Cist, Baltrasna, Co. Dublin
Co. Dublin |
Burial Sites
On the crest of a ridge near Baltrasna in north County Dublin, there is a prehistoric burial that most people would walk straight past.
The cist, a small stone-lined grave box of a type common in Bronze Age Ireland, sits at the lip of a high ridge overlooking the Skerries coastline, yet it is not visible at ground level. Only those who already know it is there are likely to notice anything at all. That invisibility is part of what makes it interesting: whoever chose this spot selected it with obvious deliberateness, positioning the burial at a point from which, on a clear day, the Mourne Mountains are visible to the north, the islands off Skerries lie to the east, and Lambay Island sits to the southeast. Whether that orientation meant anything ceremonially, or whether it simply reflects the natural logic of a prominent hilltop, is not something the ground can now tell us.
The site came to light in 1922 during ploughing operations, a common enough way for prehistoric burials to surface in agricultural Ireland. A cist grave of this kind typically consists of a pit lined and capped with flat slabs, used to hold a crouched or cremated burial, sometimes accompanied by a ceramic vessel. The capstone at Baltrasna was recorded as still visible in 1939, according to a National Museum of Ireland file dated 11 May of that year, suggesting the structure retained some surface presence for at least a generation after discovery. The record was later compiled by Geraldine Stout and updated by Christine Baker as part of ongoing archaeological survey work.

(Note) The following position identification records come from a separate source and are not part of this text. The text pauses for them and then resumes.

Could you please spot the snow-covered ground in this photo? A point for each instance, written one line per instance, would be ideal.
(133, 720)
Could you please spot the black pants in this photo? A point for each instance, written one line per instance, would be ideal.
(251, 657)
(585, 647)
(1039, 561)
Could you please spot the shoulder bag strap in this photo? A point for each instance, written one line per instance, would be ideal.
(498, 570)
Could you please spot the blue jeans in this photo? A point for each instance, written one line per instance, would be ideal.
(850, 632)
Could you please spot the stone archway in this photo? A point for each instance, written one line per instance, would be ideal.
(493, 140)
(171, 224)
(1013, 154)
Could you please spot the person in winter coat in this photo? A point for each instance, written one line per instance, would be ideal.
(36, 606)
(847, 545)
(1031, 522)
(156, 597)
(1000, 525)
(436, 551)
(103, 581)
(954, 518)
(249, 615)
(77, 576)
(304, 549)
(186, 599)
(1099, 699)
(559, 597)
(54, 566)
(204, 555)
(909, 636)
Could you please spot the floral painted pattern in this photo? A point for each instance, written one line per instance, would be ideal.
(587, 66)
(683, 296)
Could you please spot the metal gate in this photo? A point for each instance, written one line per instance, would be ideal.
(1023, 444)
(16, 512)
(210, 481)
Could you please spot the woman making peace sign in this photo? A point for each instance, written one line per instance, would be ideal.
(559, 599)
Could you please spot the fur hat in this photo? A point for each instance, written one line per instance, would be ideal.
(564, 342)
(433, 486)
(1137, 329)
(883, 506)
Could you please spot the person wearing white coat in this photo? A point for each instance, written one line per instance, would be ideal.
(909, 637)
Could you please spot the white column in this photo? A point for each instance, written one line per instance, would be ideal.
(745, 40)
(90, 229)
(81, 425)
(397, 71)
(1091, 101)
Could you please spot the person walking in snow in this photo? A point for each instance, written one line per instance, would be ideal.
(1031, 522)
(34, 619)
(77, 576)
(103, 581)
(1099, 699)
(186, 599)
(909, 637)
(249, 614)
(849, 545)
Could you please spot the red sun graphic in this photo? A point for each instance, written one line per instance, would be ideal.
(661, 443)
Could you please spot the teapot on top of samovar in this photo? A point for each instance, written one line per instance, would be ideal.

Accessing the site requires finding your way to the ridge at Baltrasna, where the views alone make the walk worthwhile. Because the monument is not visible from ground level, it is worth consulting the Sites and Monuments Record before visiting to get a precise sense of the location. The surrounding landscape is open and elevated, so sightlines are long in most directions. The best conditions for appreciating the setting are on days when visibility is good enough to pick out Lambay to the south and the faint outline of the Mournes beyond the Skerries islands to the north, the same panorama that would have been familiar to whoever placed a burial here several thousand years ago.